Gondoliers waiting for tourists. Behind them is the Rialto Bridge. Note the communist flavoured banner on the bridge. More on this later.


The Piazza San Marco, with tourists and lots of feathered residents.


Other sides of the square.


St. Mark's Basilica with the domes and its Campanile.


Closer to the sea is Doge's Palace and the Bridge of Sighs, from a fanciful idea of Byron.


A view of the bridge on the front and right of the Doge's Palace. Cartoline is Italian for postcards. 800 lire was about a dollar then.


Glass work is an important industry. There are many shops like this in the tourist district.

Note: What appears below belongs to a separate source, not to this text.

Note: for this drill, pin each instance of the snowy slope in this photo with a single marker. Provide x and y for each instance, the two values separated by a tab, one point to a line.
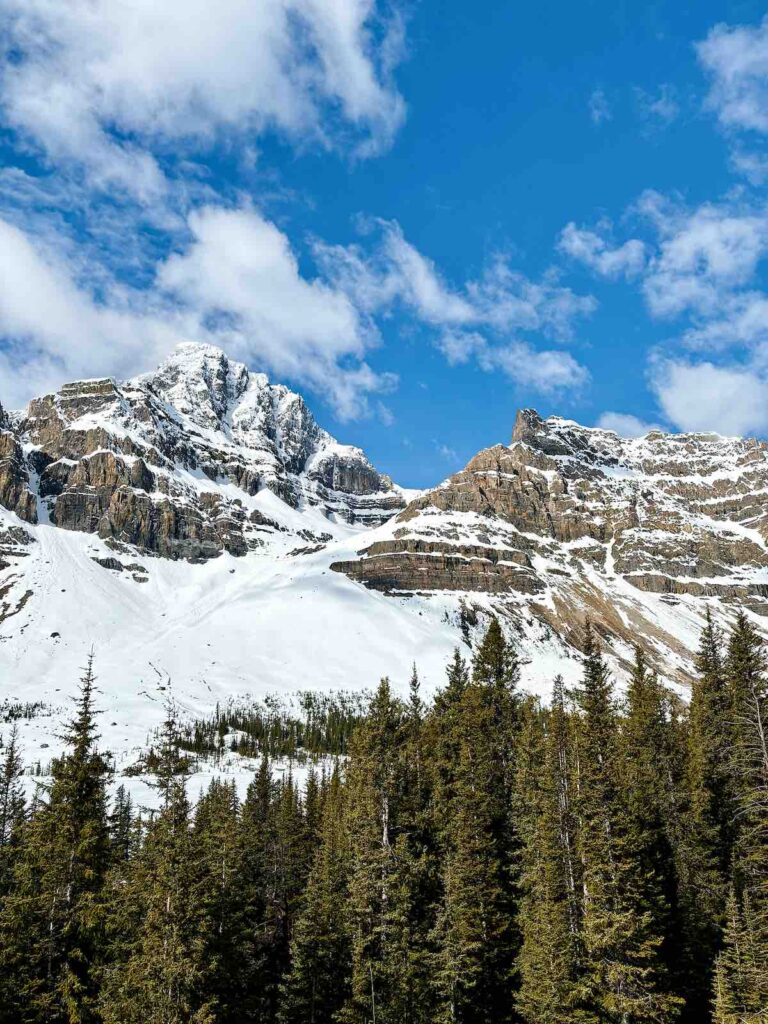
200	531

Well, all of Venice is a tourist district.


These photos of a glass craftsman at work were taken later than the previous photo so I may have taken a boat trip out to Murano, where most of the industry resides.


An assistant helps attach a blob of glass.


Back into the furnace to fuse the glass.


A few finishing touches, è finito, another thing of beauty.


Then again, given this shop display, I may have simply attended a demonstration in a workshop on the main island, and not Murano. I bought a tiny glass bird as a souvenir, not wanting to be weighed down for the rest of my trip, and not rich enough to afford bigger pieces anyway. I don't know what happened to that souvenir since.


I stayed at the youth hostel on the island of Giudecca, so took ferries to the main sights. On one trip the ferry passed a festival organised by the Italian Communist Party. This seemed to me incongruous with the idea of dour communists. But then the views were magical around dusk so any party would have looked good.


Another episode from the hostel was about an uninhibited Swedish teenage couple. In the men's showers, the girl quickly stripped to her panties and joined her boyfriend in the shower. They were obviously having fun, from the laughter emerging from the cubicle. Another hosteller who had just come onto the scene asked me in confusion: Is this the men's?


A couple of last vignettes of Venice: There were persistent rumours that Venice was sinking, so the city was at pains to explain with this information poster that it wasn't that serious, yes there is subsidence, and yes water levels rise sometimes, depending on wind and tide, but no it isn't sinking. But 32 years on, with global warming, it quite likely is.


Some furry locals who didn't have to live outside the city, due to rising property prices from visitor demand. They are feral of course.

I think I did take a trip out to the affluent Lido, the famous sandbar, and the setting of Thomas Mann's Death in Venice, but didn't take any pictures.